Um dos mais eruditos, ousados
e originais cineastas brasileiros,
Bressane fez aqui um de seus ensaios audiovisuais mais acessíveis. Isso não significa que seja
um filme fácil, daqueles que se digerem com pipoca. Mas há prazer
e dádiva.
A história é a de Jerônimo, sábio
da igreja primitiva do século 4,
que definiu a escritura sagrada
com a edição-tradução da "Vulgata" (a "Bíblia", do hebraico e
grego, ao latim). Metáforas interdisciplinares (pintura, música, literatura, cinema) recriam sua trajetória e os laços com um asceta e
o papa Damaso (que o incumbe
da missão bíblica).
Arauto do "novo modelo feminino", Jerônimo torna-se orientador espiritual, formando, pela
primeira vez no Ocidente, grupos
de estudo para a decifração dos
textos sagrados, uma espécie de
"Círculo Linguístico de Praga" feminista.

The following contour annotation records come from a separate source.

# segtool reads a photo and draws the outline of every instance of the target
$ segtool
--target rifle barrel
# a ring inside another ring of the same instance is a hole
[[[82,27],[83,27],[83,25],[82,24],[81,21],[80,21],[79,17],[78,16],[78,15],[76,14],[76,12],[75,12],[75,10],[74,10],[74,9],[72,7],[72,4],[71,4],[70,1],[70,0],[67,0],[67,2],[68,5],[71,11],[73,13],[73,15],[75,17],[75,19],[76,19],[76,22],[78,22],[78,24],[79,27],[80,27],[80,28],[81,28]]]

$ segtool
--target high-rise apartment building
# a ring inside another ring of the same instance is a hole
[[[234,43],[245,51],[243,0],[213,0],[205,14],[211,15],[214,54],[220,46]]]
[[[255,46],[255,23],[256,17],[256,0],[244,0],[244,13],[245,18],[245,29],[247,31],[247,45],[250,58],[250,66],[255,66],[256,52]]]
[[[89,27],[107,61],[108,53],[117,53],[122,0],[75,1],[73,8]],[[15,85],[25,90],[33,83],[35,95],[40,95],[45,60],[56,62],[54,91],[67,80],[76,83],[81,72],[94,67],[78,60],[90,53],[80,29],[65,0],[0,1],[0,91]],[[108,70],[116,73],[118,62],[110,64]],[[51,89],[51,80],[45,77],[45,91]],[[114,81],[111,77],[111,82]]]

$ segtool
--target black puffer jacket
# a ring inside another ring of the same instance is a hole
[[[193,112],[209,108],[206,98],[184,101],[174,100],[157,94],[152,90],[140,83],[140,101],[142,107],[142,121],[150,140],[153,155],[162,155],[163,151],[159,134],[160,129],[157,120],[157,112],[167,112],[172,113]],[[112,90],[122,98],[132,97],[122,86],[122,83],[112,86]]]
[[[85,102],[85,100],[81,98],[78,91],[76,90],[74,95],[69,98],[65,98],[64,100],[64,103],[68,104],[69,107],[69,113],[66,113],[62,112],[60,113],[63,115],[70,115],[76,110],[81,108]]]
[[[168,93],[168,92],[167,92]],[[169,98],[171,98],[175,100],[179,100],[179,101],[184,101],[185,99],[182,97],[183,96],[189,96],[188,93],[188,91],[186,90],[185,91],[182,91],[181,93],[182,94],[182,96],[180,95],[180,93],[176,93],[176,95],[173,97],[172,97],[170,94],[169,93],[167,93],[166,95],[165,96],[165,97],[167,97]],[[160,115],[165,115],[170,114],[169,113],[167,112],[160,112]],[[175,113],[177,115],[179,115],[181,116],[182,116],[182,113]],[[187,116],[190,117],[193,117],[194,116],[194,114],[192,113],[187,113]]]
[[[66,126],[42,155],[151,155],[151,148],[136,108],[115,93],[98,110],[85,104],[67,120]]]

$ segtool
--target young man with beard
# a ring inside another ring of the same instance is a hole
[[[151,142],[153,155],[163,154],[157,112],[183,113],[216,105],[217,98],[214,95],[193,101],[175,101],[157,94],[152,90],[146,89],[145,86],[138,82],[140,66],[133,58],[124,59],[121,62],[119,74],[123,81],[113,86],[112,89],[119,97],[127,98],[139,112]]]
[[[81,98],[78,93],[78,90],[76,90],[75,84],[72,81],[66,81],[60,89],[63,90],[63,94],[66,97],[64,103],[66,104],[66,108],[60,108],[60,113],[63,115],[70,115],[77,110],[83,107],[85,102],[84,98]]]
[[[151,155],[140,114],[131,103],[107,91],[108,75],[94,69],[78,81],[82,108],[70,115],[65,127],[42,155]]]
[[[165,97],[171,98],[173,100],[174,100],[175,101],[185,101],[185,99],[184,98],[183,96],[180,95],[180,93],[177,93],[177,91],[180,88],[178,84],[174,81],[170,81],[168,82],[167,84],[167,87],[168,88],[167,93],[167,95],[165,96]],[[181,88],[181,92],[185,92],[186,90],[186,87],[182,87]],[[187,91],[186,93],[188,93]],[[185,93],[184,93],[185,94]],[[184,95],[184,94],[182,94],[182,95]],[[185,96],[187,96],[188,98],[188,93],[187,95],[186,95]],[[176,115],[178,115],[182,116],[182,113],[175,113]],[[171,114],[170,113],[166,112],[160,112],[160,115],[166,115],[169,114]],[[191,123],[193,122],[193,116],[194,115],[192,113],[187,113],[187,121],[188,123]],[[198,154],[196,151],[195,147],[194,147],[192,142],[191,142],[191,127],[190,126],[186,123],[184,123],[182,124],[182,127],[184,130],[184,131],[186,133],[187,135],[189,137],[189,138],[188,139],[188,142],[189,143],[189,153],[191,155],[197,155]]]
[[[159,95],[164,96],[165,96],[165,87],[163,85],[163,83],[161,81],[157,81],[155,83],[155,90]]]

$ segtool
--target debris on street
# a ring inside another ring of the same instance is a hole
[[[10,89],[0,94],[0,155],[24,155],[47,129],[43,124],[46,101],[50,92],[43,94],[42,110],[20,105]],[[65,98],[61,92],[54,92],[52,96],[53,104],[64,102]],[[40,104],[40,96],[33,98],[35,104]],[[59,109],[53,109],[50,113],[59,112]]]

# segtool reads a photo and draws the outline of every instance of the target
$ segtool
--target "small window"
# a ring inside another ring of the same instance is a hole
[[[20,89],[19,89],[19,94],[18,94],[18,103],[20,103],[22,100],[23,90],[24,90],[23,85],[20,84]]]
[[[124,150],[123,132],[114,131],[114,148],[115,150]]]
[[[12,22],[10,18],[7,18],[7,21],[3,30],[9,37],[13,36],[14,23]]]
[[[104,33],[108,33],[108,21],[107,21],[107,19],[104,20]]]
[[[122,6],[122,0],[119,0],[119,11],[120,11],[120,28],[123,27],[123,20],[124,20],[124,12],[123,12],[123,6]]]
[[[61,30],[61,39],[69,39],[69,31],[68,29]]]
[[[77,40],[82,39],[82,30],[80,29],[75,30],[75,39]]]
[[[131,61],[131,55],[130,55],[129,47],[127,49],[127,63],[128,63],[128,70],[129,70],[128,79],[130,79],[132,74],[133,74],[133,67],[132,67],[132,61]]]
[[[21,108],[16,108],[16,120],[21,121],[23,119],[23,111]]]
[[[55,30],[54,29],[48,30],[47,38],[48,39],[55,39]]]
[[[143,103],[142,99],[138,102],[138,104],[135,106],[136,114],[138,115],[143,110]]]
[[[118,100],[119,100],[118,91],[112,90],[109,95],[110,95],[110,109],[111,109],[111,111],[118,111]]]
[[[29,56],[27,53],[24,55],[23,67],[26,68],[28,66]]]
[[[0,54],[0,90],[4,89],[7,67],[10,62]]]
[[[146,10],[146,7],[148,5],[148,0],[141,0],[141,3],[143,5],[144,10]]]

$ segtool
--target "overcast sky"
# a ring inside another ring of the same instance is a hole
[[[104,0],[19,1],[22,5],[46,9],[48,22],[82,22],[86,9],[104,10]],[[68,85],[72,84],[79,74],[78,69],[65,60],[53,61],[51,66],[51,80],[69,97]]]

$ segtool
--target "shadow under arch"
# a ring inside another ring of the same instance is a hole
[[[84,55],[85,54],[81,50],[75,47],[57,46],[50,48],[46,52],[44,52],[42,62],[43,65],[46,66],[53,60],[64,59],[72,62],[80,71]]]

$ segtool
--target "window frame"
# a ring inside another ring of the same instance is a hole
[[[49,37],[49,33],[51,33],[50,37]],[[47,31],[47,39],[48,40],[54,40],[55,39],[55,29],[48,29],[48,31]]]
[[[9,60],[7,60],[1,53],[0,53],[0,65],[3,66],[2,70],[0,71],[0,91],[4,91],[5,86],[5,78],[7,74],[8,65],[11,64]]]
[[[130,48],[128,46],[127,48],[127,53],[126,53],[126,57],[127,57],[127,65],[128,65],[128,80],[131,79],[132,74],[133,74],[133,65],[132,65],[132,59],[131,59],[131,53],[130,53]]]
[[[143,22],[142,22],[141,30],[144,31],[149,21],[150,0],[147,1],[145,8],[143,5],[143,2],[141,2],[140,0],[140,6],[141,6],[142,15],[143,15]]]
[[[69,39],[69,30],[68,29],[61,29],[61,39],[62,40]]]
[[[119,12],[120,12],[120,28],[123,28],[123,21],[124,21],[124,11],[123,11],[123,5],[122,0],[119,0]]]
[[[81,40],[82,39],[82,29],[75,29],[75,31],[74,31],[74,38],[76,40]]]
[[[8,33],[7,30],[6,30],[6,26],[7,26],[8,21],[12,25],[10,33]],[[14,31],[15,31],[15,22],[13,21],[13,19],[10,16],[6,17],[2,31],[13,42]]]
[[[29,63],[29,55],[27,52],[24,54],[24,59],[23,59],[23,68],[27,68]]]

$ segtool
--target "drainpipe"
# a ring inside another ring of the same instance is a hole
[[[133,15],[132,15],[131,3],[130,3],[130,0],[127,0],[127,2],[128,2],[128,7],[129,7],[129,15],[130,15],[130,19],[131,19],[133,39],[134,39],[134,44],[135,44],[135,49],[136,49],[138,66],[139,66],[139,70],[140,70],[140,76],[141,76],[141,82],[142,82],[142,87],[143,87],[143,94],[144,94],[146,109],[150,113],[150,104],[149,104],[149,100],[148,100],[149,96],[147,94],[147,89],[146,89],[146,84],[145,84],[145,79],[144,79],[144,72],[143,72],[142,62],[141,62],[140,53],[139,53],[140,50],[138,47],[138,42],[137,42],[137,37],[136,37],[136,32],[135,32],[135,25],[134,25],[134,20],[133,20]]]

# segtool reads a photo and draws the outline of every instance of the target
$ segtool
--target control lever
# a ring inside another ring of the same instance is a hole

Como já fizera em "Brás Cubas"
(Machado de Assis) e "Sermões"
(padre Vieira), Bressane volta-se
ao passado em busca do presente.
A obra torna-se mais curiosa ainda se lembrarmos que ele já foi
chamado de "o mais ateu dos diretores nacionais" e "monge de si
mesmo".
No filme, a investigação do sagrado se faz via luz, e a revelação
se dá pela imagem (projeção de
sombras). Na primeira parte, corpos, vestes e a caveira ocultam o
sol: ao saírem da frente, a luz estoura na lente da câmera, produzindo halos e iluminações. No deserto, a violenta voz do vento sopra por areia, terra árida, vegetação rala e pedras.
Na segunda, a natureza vasta e a
arquitetura românica recortam a
luz em reflexos na água e relevos
em troncos e copas de árvore.
Na terceira parte, Jerônimo volta ao deserto, esfregando-se em
inscrições rupestres. O corpo se
integra à palavra. Com um senso
agudo para geografias imaginárias, Bressane planta paisagens
deslocadas em tempo e lugar. Os
desertos de Calcis (Síria) e Belém
(Palestina) viram o sertão da Paraíba; Roma vira Rio de Janeiro.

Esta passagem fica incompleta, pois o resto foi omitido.